Sweeping satellite
Problem
All satellites moving under the gravitational attraction of a single body travel in the path of an ellipse, where the body being orbited is at one focus of the ellipse. This is a consequence of the attractive force being inversely proportional to the square of the distance. For example the Moon's orbit around Earth is close to circlular, but Mars' orbit around the Sun is quite a bit more
elliptical.
Moment of momentum (sometimes called angular momentum) $H = mvr\sin(\theta)$, where $m$, $v$, $r$, and $\theta$ are the mass, velocity, radius from the axis of rotation, and angle between the radius and the velocity, of the satellite. When $dH/dt = 0$, clearly $H$ is not changing, so we can say it is "conserved". $dH/dt = Fr\sin(\theta)$, i.e. moment (where $\theta$ is the angle between the
radius and the force). So when there is no moment about the axis of rotation, which is always the case for a satellite since the gravitational force is parallel to the radius, moment of momentum is conserved. When a satellite is at the nearest point of its orbit ("perigee"), and the furthest point ("apogee"), the direction of motion and the radius are perpendicular, so $\theta = 90^{\circ}$, so
we can say that $mr_pv_p = mr_av_a$ where subscript $a$ denotes apogee, and subscript $p$ denotes perigee.
The sum of kinetic and potential Energy can also be assumed to be conserved for a satellite.

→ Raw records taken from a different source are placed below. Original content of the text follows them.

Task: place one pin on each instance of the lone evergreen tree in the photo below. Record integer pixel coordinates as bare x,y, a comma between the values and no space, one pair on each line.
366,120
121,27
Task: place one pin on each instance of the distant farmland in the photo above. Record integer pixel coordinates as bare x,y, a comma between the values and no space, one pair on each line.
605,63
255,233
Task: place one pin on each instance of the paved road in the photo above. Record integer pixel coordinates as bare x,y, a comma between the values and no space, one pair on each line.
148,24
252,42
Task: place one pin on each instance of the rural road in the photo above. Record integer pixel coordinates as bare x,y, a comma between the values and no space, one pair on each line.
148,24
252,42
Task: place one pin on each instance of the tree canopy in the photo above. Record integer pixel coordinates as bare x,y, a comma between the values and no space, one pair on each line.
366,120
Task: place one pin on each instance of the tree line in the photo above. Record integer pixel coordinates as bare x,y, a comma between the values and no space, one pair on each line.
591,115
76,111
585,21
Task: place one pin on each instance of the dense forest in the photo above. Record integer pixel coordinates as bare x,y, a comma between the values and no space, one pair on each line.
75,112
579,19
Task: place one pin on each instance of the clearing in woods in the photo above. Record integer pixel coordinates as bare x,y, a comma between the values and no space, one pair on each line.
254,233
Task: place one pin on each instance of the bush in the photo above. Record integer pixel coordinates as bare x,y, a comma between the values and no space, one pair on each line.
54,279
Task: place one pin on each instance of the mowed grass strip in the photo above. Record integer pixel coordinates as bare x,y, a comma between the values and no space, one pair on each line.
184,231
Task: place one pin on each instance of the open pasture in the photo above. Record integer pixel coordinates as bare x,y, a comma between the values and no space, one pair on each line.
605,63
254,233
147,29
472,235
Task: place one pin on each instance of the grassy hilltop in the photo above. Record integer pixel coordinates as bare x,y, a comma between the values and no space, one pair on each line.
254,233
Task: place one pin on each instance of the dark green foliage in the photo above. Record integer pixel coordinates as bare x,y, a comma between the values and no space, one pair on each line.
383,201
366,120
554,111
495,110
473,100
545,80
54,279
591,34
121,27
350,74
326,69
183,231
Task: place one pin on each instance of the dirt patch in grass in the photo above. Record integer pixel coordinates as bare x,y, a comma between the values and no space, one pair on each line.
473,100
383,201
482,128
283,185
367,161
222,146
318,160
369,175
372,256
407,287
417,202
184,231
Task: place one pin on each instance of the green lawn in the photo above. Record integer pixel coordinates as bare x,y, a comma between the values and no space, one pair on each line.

This being the case, show that for those two positions, $v_av_p(r_a + r_p) = 2gR^2$, where $R$ and $g$ are the radius and gravitational field strength at the surface of the body being orbited.
Getting Started
Hint 1: Gravitational potential energy is the integral of the gravitational force, and evaluates to a negative number, theoretically being zero when infinitely far away.
Hint 2: In the Newtonian gravitational field equation, it can be shown that $GM = gR^2$. That assumes a spherical body of course.
Student Solutions
Conserving energy, $(1/2)mv_a^2 - GMm/r_a = (1/2)mv_p^2 - GMm/r_p$.
Conserving moment of momentum, $r_av_a = r_pv_p$.
And since $GM = gR^2$,
$v_a^2 - 2gR^2/r_a = v_p^2 - 2gR^2/r_p$.
And since $v_ar_a = v_pr_p$,
$$v_a^2 - v_p^2 = 2gR^2(1/r_a - 1/r_p)\;,$$
and
$$v_a^2 - v_p^2 = 2gR^2(v_a/v_pr_p - v_p/v_pr_p)\;.$$
And applying the difference between 2 squares,
$$(v_a + v_p)(v_a - v_p) = 2gR^2(v_a/v_pr_p - v_p/v_pr_p)\;,$$
$$v_pr_p(v_a + v_p) = 2gR^2\;.$$
Applying the moment of momentum relationship again,
$$v_pr_p(v_a + v_ar_a/r_p) = 2gR^2\;,$$ so
$$v_av_p(r_a + r_p) = 2gR^2\;,$$ as required.
I found this simple formula that combines conservation of energy and moment of momentum while studying 1st year engineering, and decided to remember it in case a relevant question came up in the exam, rather than deriving the conservation from first principles, to save time!